Home → 2005 → 10 → Akismet, centralised spam combating solution by Matt
Akismet, centralised spam combating solution by Matt
Matt Mullenweg announced a new spam combating service — Akismet. If you are a personal blogger, or pro-blogger-wannabe who cannot make more than $500 a month, Akismet is free for you to use. If it is a commercial site, or you are making big bucks from your blogsites — then a commercial license needs to be acquired starting from $5/month.
So, how does Akismet catch spams? How does it reduce false positives? What sort of algorithm does it use? Well, hmmm. We don’t know. Akismet is a centralised spam classifying service. For every comment received by your blog, it gets delivered to a centralised server, using a REST-based API. If the big brain on that server doesn’t like, it yells back “Spam!!!” and so that comment will be marked.
So, how does this centralised server determine whether a comment is a ham or a spam? According to the FAQ,
When a new comment, trackback, or pingback comes to your blog it is submitted to the Akismet web service which runs hundreds of tests on the comment and returns a thumbs up or thumbs down.
Hmm. Probably something like SpamAssassin but for blog comments. According to Michael Hampton, it “entirely replace plugins such as wp-hashcash, Spam Karma 2, AuthImage, etc” so I guess they must have sampled some of those implementations. Further on, he mentioned that he has “integrating CJD’s Spam Nuker”. So we probably get some idea what kind of backend does it have.
It also allows the users to manually classify comments as spam or ham. In the sense it might have some kind of Bayesian classifier that can be trained. Useful to report all the false positive. and false negatives.

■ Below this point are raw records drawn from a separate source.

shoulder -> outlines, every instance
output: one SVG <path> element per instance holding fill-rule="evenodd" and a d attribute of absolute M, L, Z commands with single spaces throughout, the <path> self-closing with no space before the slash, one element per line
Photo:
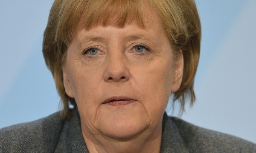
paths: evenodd
<path fill-rule="evenodd" d="M 2 128 L 0 152 L 50 152 L 58 142 L 62 125 L 57 112 L 35 121 Z"/>
<path fill-rule="evenodd" d="M 185 145 L 192 152 L 256 152 L 256 144 L 252 142 L 200 128 L 177 118 L 169 118 L 179 129 Z"/>

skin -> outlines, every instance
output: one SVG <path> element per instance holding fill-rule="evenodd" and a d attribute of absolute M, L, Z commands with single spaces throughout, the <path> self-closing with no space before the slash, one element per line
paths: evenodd
<path fill-rule="evenodd" d="M 90 152 L 160 152 L 163 116 L 180 85 L 183 57 L 173 57 L 157 17 L 145 16 L 145 28 L 79 29 L 68 48 L 64 87 Z"/>

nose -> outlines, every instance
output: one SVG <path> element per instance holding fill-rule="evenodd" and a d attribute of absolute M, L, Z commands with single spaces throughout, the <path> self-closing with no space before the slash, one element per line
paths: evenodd
<path fill-rule="evenodd" d="M 104 74 L 106 82 L 125 82 L 130 79 L 128 64 L 124 55 L 109 55 L 105 61 Z"/>

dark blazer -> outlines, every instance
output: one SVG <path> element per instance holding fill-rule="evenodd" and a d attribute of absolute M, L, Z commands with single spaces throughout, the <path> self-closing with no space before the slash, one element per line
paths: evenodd
<path fill-rule="evenodd" d="M 69 121 L 59 113 L 0 129 L 0 153 L 89 153 L 78 111 Z M 256 153 L 256 144 L 163 116 L 161 153 Z"/>

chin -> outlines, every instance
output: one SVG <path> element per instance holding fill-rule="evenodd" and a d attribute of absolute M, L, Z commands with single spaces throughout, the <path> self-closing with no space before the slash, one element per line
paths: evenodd
<path fill-rule="evenodd" d="M 107 136 L 116 139 L 131 139 L 147 130 L 149 124 L 133 121 L 110 122 L 108 127 L 103 127 L 102 132 Z"/>
<path fill-rule="evenodd" d="M 119 139 L 132 139 L 149 127 L 150 122 L 145 111 L 123 113 L 105 114 L 99 118 L 95 126 L 106 136 Z"/>

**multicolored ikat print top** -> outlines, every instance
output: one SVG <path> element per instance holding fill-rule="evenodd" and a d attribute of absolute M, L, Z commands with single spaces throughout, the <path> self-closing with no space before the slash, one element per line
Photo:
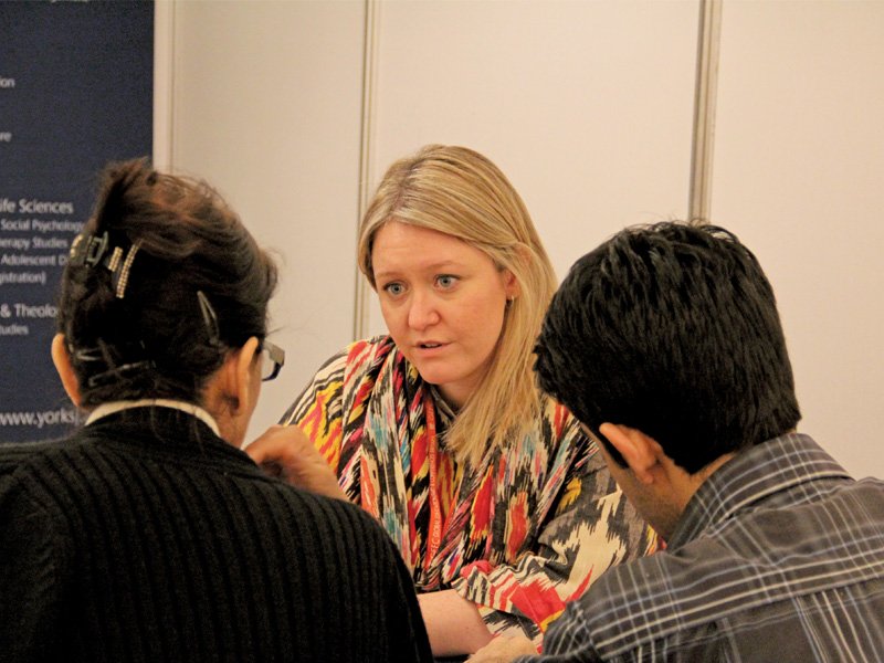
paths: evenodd
<path fill-rule="evenodd" d="M 656 549 L 594 444 L 546 400 L 481 466 L 445 450 L 455 414 L 388 336 L 332 357 L 282 420 L 399 546 L 420 592 L 454 588 L 494 633 L 543 632 L 609 566 Z M 435 434 L 432 434 L 433 429 Z"/>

So, what’s good about Akismet?
- A large sample of comment spams allows its Bayesian classifier to be thoroughly trained.

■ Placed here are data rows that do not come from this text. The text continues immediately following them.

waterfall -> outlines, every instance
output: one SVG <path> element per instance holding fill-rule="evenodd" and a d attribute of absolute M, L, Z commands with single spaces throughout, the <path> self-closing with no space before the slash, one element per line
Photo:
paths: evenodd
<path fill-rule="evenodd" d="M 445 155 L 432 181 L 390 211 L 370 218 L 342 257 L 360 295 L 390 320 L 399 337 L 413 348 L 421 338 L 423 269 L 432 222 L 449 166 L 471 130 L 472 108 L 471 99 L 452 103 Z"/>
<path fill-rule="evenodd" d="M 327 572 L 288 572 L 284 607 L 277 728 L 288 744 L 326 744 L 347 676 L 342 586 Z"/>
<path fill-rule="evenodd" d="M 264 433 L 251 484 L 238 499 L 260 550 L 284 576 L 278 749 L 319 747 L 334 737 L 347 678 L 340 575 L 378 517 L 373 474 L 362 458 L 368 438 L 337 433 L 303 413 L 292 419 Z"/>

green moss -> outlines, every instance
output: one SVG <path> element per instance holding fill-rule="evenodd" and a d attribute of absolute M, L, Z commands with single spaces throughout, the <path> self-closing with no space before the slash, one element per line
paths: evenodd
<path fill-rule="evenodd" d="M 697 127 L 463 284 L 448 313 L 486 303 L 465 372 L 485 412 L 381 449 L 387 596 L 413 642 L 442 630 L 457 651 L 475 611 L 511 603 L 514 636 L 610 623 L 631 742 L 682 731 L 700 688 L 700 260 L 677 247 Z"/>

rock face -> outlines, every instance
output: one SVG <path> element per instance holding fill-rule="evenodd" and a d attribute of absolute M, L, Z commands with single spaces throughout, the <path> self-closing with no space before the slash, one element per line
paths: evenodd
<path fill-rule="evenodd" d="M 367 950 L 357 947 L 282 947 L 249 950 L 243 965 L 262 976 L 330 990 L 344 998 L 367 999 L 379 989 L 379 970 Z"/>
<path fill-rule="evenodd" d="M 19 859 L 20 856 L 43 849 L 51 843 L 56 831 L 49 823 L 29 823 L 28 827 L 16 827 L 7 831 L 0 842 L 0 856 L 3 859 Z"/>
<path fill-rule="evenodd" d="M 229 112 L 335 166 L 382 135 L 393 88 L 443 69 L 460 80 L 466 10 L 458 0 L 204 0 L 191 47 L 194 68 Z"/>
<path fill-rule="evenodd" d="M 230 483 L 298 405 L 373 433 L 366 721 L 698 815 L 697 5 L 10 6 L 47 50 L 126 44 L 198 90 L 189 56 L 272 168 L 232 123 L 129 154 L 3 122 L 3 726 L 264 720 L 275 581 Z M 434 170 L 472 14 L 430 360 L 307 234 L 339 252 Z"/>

- Centralised service so Matt and co can do all the fine tuning without touching your site. No more updates for algorithm changes.
- Nice API that can be easily integrated into other blog tools. There might even command-line tools that can submit spam/ham in bulk.

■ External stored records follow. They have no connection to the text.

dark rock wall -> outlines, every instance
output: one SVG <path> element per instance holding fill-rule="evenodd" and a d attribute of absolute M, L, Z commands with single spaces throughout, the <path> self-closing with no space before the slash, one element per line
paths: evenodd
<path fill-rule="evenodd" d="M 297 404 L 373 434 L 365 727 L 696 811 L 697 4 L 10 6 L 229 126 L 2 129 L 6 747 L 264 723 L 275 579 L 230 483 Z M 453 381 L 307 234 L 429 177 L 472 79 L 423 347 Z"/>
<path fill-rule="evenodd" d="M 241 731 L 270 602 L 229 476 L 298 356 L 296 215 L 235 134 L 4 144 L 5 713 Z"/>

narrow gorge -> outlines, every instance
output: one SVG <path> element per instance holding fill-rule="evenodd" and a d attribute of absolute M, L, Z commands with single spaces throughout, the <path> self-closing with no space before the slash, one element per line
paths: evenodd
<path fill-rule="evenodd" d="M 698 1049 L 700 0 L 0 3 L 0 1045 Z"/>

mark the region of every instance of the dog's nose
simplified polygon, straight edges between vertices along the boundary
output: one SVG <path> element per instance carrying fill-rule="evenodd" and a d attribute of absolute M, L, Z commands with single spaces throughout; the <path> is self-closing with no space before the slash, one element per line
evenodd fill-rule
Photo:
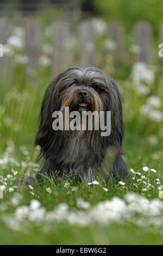
<path fill-rule="evenodd" d="M 78 96 L 80 97 L 86 97 L 88 95 L 87 92 L 85 90 L 81 90 L 78 92 Z"/>

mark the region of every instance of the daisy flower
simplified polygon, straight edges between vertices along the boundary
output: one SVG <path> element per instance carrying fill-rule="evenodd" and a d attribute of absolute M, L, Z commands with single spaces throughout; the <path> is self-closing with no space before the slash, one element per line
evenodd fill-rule
<path fill-rule="evenodd" d="M 149 168 L 148 168 L 148 167 L 147 167 L 147 166 L 144 166 L 143 168 L 143 170 L 145 172 L 148 172 L 148 170 L 149 170 Z"/>
<path fill-rule="evenodd" d="M 156 170 L 155 169 L 151 169 L 151 172 L 153 172 L 153 173 L 155 173 L 156 172 Z"/>
<path fill-rule="evenodd" d="M 93 185 L 99 185 L 99 182 L 97 181 L 97 180 L 93 180 L 92 181 L 92 184 L 93 184 Z"/>
<path fill-rule="evenodd" d="M 65 183 L 64 187 L 67 187 L 69 186 L 69 183 L 68 182 L 66 182 Z"/>
<path fill-rule="evenodd" d="M 5 189 L 5 186 L 4 185 L 0 186 L 0 190 L 4 191 Z"/>
<path fill-rule="evenodd" d="M 49 194 L 51 194 L 51 193 L 52 193 L 52 190 L 51 190 L 51 189 L 50 187 L 47 187 L 47 188 L 46 188 L 46 191 L 48 193 L 49 193 Z"/>
<path fill-rule="evenodd" d="M 125 182 L 123 182 L 121 180 L 119 182 L 120 185 L 122 185 L 122 186 L 124 186 L 125 185 Z"/>

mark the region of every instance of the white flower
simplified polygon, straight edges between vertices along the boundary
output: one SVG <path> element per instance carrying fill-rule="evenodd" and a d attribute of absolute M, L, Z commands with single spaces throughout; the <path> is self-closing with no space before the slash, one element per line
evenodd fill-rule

But why I probably would not use it?
- A centralised server. I hate latency, especially my blogs are hosted somewhere half way around the world to Akismet’s central server.
- A centralised service. Just imagine millions of WordPress blogs download this plugin and deploy it today, and send millions of comments to this potentially CPU intensive classifying job…
- A centralised user-trained classification service. Although FAQ said that it is unlikely to poison the classifier (probably some kind of jail on a per-API key level), I just don’t feel right when someone anonymous blogger is moderating my comments.
- I don’t earn USD$500 a month blogging, but I hope one day I will. (Currently projecting when un*x time(2) wraps around…)
- But most importantly, I don’t get spams. Well. Rarely — to a point that it has never bothered me, when I require all first-time commenters to be moderated, which should be a default option for WordPress.
Still, I applaud for this great product. Not perfect, but probably still the next best thing than that red button labelled “Kill All Spammers”.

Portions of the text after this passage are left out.